The city chose not to cut Wells Fargo from underwriting its bonds or providing liquidity and credit support, based on a recommendation by the city’s controller that such a move could burden the city with higher costs.

However, Avalos said the board is not taking ending those ties with the bank off the table. The board will revisit the issue on July 1, 2017, to see if Wells Fargo has responded to the city’s request for a redress plan and details on how many San Franciscans were impacted by the scandal, he said.

“If no action is taken by July 1, further sanctions should be taken against Wells Fargo,” Avalos said.

In a Dec. 7 letter, the San Francisco Chamber of Commerce urged the board not to approve the resolution sanctioning Wells Fargo and cutting ties with the San Francisco-based bank.

Jim Lazarus, the chamber’s senior vice president of public policy, said the banking oversight system has already investigated and penalized Wells Fargo, and that the bank has taken steps to correct the sales practices that led to a breach of trust with customers.

“For the city and county of San Francisco to weigh in now does nothing to protect the bank’s customers or the general public,” Lazarus wrote. “In fact, what the resolution calls for is a series of steps that could put thousands of San Franciscans out of work.”

Wells Fargo is the city’s largest private employer, with 8,000 employees in San Francisco and 17,000 in the greater Bay Area, according to the chamber.

Lazarus noted that the bank has also been one of the region’s largest charitable donors, making more than $100 million in gifts over the last five years to Bay Area schools and nonprofits.

Despite those pleas from the business community, members of the city’s legislative board seemed to agree that the bank should be penalized for its conduct.
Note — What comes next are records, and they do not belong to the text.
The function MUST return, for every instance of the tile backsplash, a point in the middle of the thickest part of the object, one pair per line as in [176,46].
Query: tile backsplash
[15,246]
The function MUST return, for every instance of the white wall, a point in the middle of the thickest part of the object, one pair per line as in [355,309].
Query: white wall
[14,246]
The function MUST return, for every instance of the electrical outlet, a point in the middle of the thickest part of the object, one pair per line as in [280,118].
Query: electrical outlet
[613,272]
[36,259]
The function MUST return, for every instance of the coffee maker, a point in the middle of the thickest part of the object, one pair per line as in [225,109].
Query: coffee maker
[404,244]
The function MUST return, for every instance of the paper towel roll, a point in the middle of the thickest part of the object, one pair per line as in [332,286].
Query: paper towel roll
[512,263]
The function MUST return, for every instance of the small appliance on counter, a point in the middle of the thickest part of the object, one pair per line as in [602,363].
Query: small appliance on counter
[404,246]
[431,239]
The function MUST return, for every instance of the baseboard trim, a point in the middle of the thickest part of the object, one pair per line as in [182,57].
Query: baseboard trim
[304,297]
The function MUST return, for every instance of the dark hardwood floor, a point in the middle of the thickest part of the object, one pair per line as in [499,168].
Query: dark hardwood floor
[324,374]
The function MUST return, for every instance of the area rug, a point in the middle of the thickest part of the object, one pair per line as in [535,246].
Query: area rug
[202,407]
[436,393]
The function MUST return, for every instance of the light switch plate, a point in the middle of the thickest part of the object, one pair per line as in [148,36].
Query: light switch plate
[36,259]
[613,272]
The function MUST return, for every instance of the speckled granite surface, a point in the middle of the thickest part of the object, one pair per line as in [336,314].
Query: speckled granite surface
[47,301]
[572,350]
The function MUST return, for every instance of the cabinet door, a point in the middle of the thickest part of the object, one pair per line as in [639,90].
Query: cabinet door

“It’s important for the city of San Francisco to say this is unacceptable,” District 6 Supervisor Jane Kim said at Tuesday’s meeting. “We expect far more from the institutions that are actually profiting off of our taxpayer dollars. We should be sanctioning Wells Fargo to the best of our ability so they understand there are penalties for defrauding our residents here.”

Wells Fargo first opened for business in San Francisco in 1852, in the midst of the California Gold Rush. Its headquarters remain at 420 Montgomery Street, where it was first established more than 150 years ago, according to a company memo provided to the board.

In September, the state of California’s treasurer also announced it would immediately suspend securities investments with Wells Fargo and stop using the bank as an underwriter for the sale of state bonds.

A consulting firm concluded in October that the bank could lose $212 billion in deposits and $8 billion in revenue over the next 18 months because of the scandal, according to Forbes.

Wells Fargo spokesman Arati Randolph did not respond to an email seeking comment Tuesday afternoon.